Yorum : Dublin Caddesi - Samantha Young

DİKKAT! Braden Carmichael bağımlılık yapabilir!





  2 gün. O kadar dönem ödevi , yaklaşan sınavlar , teslim edilmesi gereken okul bitirme projesi varken ben bu harika kitabı 2 günde bitirdim. Bu durumda Braden'ın etkisi büyük tabi :)
  En kötü yanı da son sayfayı da çevirdiğim zaman arka kapakla karşı karşıya kalmamdı. Uzun zamandır kitapları bitirdikten sonra boşlukta kalma hissi yaşamıyordum. Samantha Young sayesinde o hüznü tekrar tatmış oldum.
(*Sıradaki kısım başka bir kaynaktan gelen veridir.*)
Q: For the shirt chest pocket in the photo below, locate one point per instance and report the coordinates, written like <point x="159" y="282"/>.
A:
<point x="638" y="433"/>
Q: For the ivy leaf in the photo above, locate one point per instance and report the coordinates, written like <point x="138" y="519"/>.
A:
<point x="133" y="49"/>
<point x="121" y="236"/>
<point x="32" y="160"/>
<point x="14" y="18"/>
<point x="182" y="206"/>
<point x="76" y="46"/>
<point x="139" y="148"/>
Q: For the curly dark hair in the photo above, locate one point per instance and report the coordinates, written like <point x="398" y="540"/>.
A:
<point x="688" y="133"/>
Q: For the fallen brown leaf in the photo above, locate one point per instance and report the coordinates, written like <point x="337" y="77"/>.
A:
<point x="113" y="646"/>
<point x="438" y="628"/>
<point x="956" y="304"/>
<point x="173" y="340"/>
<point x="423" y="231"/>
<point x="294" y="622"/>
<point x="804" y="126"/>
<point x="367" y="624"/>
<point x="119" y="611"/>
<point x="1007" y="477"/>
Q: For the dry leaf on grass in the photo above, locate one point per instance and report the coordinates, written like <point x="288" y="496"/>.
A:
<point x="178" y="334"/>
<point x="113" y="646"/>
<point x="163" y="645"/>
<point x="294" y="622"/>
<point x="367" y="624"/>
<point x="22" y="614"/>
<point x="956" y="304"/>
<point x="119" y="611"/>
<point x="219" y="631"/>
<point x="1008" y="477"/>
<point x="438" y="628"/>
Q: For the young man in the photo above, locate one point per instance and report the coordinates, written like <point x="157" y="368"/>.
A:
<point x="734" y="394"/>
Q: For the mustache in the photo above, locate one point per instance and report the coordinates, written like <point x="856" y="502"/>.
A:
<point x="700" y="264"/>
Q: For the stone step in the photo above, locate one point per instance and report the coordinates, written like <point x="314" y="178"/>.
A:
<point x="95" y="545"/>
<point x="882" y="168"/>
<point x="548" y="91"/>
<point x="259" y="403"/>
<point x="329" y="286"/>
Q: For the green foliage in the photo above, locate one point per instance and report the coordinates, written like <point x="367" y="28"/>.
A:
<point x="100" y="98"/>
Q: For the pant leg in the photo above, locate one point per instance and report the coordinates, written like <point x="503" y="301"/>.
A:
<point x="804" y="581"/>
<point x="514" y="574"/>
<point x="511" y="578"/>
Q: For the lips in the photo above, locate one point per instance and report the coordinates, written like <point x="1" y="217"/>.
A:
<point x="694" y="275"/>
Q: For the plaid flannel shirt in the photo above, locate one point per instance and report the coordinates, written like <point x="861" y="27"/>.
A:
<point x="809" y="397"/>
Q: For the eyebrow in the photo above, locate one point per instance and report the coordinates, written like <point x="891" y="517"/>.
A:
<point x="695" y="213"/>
  Ana karakterimiz Jocelyn Butler geçmişinden kaynaklı bazı sorunlara sahip bu nedenle insanlarla yakınlaşamıyor. Dost değil arkadaş ediniyor. Üniversiteden mezun olduktan sonra ise Dublin Caddesi'nde yeni bir daireye taşınıyor. Ev arkadaşı Ellie samimi , tatlı mı tatlı bir kız. Ağabeyi Braden için ise aynı şeyleri söylemek pek mümkün değil. 



    Daha ilk günden Braden ile Joss'un karşılaşması beni güldürdü. [Spoiler içerir!] Ya bir nasıl bu kadar şanslı olabilir ? Kızı çıplak gördü resmen :D Birde 'Burası benim dairem' deyişi :D Her eve bir tane Braden lazım :) [Spoiler bitti!]
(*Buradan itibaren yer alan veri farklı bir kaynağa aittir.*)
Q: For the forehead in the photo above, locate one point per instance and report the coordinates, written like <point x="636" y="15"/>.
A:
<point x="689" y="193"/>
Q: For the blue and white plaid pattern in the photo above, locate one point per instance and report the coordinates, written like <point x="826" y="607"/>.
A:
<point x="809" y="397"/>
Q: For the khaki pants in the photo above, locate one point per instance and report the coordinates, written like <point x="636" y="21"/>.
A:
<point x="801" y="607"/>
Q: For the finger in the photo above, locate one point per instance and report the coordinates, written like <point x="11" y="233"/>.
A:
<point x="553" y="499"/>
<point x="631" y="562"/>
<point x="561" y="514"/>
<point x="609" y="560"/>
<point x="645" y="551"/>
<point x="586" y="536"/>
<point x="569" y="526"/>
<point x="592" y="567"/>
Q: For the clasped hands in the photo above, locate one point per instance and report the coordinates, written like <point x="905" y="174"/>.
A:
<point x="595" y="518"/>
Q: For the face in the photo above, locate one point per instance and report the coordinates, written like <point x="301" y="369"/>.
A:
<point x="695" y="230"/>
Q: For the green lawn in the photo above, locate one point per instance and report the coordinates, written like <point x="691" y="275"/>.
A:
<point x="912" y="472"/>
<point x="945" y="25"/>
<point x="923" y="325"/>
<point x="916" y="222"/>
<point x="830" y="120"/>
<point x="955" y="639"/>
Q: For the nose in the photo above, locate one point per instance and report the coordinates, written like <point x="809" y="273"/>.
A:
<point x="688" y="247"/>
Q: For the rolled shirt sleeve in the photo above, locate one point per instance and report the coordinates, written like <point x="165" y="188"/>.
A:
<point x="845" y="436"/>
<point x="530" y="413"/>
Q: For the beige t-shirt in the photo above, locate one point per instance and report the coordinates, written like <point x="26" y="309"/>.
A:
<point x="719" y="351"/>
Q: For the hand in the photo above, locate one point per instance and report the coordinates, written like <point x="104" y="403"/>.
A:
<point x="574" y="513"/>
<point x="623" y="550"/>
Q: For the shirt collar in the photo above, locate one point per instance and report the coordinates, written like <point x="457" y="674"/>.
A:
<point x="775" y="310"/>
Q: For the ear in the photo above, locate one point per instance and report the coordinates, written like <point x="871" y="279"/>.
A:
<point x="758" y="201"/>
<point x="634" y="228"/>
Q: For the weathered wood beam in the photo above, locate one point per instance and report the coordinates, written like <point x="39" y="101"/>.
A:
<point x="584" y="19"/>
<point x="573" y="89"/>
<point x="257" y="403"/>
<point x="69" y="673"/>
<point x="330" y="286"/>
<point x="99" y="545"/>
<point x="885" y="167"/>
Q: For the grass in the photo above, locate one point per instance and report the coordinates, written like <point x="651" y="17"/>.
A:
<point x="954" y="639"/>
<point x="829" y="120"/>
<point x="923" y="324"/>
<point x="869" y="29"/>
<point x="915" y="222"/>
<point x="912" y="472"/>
   Kitaptaki Braden-Joss atışmaları beni her daim güldürdü. Yazar normal diyalogları bile zekice yazmış. Kısaca sıkılmanın S 'sini bile hissetmedim.
  Öhöm öhöm! Gelelim en önemli kısma. Braden Carmichael! Adamın adını söylerken bile kısa çaplı bir kalp krizi geçiriyorum (❤) Braden kıskanç , arsız , zengin , düşünceli , erkeksi ve hıyarın teki! Daha ne olsun! Bir kadının isteyebileceği tüm özelliklere sahip! - Jocelyn hariç. Joss sevgi olmadan kısa ilişkiler istiyor. Ancak Braden karşısında duvar olsa onu bile eritir. Joss da kısa zamanda Braden'nın çekimine kapılıyor. (not: Kim kapılmaz ki?)




Birde yan karakterler vardı kitapta. Rhian-James ve Ellie-Adam gibi. Yazar kısa kısa bahsetmiş onlardan. Hatta Ellie-Adam çiftine odaklanan bir novella bile mevcut.

                                                                                                                                       Serinin diğer kitapları ;
#2 Down London Road
#3 Before Jamaica Lane

Diğer kapaklara göz atmakta fayda var!



                              Dayanamadım dün gece birde video hazırladım :)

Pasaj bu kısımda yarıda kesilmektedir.